An angry President retorted, saying the government had embarked upon many development projects and had worked for the upliftment of the people.
We have launched many programmes in the villages even surpassing the UNP in a very short period of time, she said.
But more than anything, her main concern was to present the package in parliament on time.
While all the spade work was being done to meet the deadlines on the package, the UNP Working Committee met at Sirikotha last week for a long session.
Former Deputy Minister Gamini Lokuge spoke on the issue of several party members attending and making statements at functions, programmes and the likewise in areas, outside the partys permitted parameters.
This remark, many believed, was aimed at Susil Moonesinghe who recently prominently participated at the rally organised by the Buddhist clergy against Minister Mangala Samaraweera. But he was not present at the meeting to explain his position.
Party leader Ranil Wickremesinghe however took this opportunity to emphasise on the partys laid down conduct on such matters and mentioned that party members should refrain from indulging in such acts without obtaining the approval of the party.
Mr. Wickremesinghe said he would dispense with the matter with only a written communication and directed General Secretary Gamini Atukorale to send a circular to all members on how they should get about in such matters in the future.
The Working Committee also discussed about the disturbing economic trends and their new programme to reach out to the grassroots.
The week beginning today has been devoted to this purpose and UNP organisers are scheduled to visit many public places to educate the people on the present political trends in the country and the war situation.
Making his own assessment on the present situation in the North and the East, Mr. Wickremesinghe said the on-going war was not showing much success and they may have to re-think of their strategy which may once again drive the country into a severe set-back.
With this given situation, he said it was surprising that Anuruddha Ratwatte had to bring Buddhist monks in support of Minister Mangala Samaraweeras battle against the monks.
Although most of the members thought that the Working Committee would take up the Wijeyapala Mendis issue, the leader did not want to discuss it since parliament had put it off for January.
But there is continuing heat being built up by the young turks of the UNP against Wijeyapala Mendis continuity.
Even on the bus Mr. Mendis sent to transport MPs to the Ranweli Hotel to participate in the Harold Herat felicitation ceremony, only 15 members travelled including former Minister John Amaratunga.

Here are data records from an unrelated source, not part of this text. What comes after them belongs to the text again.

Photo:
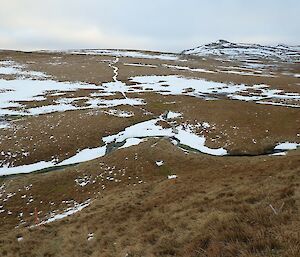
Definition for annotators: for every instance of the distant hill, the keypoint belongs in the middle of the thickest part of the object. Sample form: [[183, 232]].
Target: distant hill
[[231, 50]]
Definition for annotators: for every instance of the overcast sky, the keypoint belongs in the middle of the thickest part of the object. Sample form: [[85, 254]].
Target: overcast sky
[[166, 25]]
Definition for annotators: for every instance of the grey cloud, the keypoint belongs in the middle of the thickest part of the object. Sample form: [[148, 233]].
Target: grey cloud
[[168, 25]]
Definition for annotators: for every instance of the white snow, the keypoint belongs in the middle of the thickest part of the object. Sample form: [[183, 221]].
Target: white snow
[[131, 142], [287, 146], [132, 135], [246, 51], [173, 115], [188, 68], [119, 113]]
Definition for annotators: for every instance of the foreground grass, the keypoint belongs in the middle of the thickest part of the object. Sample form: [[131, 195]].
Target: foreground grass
[[217, 207]]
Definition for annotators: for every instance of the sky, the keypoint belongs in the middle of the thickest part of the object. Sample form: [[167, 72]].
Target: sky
[[163, 25]]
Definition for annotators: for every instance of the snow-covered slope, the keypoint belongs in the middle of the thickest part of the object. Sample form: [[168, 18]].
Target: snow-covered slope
[[247, 51]]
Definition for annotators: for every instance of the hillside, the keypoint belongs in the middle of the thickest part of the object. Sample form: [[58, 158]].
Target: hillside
[[226, 49]]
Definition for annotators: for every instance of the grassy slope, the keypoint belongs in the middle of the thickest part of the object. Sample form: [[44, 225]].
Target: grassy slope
[[217, 207]]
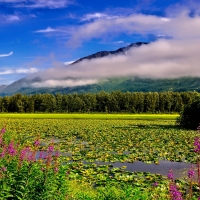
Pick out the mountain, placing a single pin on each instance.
(131, 84)
(101, 54)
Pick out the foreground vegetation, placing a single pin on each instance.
(90, 116)
(102, 102)
(45, 158)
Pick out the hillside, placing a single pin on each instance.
(132, 84)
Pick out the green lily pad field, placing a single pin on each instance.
(82, 141)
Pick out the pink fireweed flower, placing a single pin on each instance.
(24, 153)
(57, 154)
(36, 143)
(174, 193)
(41, 155)
(2, 154)
(155, 184)
(31, 157)
(3, 130)
(191, 173)
(170, 175)
(3, 169)
(56, 169)
(50, 148)
(11, 150)
(197, 145)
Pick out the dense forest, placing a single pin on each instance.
(114, 102)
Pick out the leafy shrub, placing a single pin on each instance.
(190, 116)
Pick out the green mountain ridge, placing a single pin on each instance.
(130, 84)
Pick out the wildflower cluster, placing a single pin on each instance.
(25, 162)
(175, 194)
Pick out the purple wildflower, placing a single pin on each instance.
(175, 194)
(23, 154)
(2, 154)
(191, 173)
(50, 148)
(37, 143)
(31, 157)
(56, 169)
(41, 155)
(56, 154)
(42, 169)
(155, 184)
(3, 130)
(170, 175)
(3, 169)
(197, 145)
(11, 150)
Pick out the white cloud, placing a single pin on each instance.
(6, 55)
(47, 30)
(19, 71)
(64, 83)
(182, 26)
(118, 42)
(69, 62)
(51, 4)
(95, 16)
(160, 59)
(12, 18)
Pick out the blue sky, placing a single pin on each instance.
(36, 35)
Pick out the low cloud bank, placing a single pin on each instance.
(6, 55)
(160, 59)
(164, 58)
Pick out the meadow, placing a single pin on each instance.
(68, 155)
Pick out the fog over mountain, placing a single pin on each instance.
(160, 59)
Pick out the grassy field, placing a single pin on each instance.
(92, 116)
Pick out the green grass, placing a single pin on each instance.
(92, 116)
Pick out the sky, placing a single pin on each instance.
(41, 37)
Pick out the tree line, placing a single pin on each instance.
(102, 102)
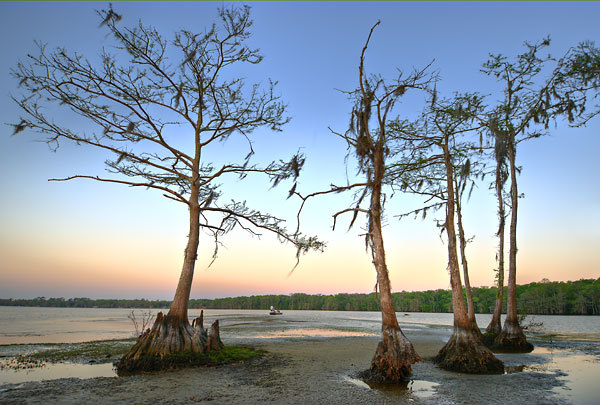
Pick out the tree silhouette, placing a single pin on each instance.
(157, 105)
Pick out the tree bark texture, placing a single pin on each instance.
(170, 343)
(512, 338)
(395, 354)
(465, 266)
(495, 325)
(464, 351)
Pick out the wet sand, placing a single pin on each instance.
(323, 370)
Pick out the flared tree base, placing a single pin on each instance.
(393, 359)
(171, 343)
(511, 340)
(465, 353)
(488, 339)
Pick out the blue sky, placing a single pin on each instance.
(91, 239)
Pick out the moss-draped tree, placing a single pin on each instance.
(157, 106)
(373, 146)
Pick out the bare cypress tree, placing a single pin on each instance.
(157, 106)
(372, 145)
(442, 173)
(501, 176)
(528, 100)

Mr. Mendis was seen singing at the party being part of his public relations exercise to win support of MPs in his bid to save his seat.
However most of the Working Committee members are toeing Ranil Wickremesinghes line and exerting pressure on Mr. Mendis to resign.
Besides these, it was an awkward situation for new Treasurer Milroy Perera who had to tender an apology to the Working Committee for not having the monthly accounts ready on time for the presentation of the Working Committee.
Besides all these the most crucial thing for the UNP to-day is to decide its stand on the package. But it seems the UNP would try to put off the matters since Mr. Wickremesinghe would be out of the country from October 13. At the Select Committee meeting scheduled for October 14, the UNP would not take any stand since a high powered committee of the UNP decided that the leader should handle the devolution matter by himself. But when the Select Committee meets on the 14th to finalise the unit of devolution, the UNP would not be in a position to announce its response on this national question.
In these circumstances, there are questions as to when the package would be finalised and also whether it would be finalised at all.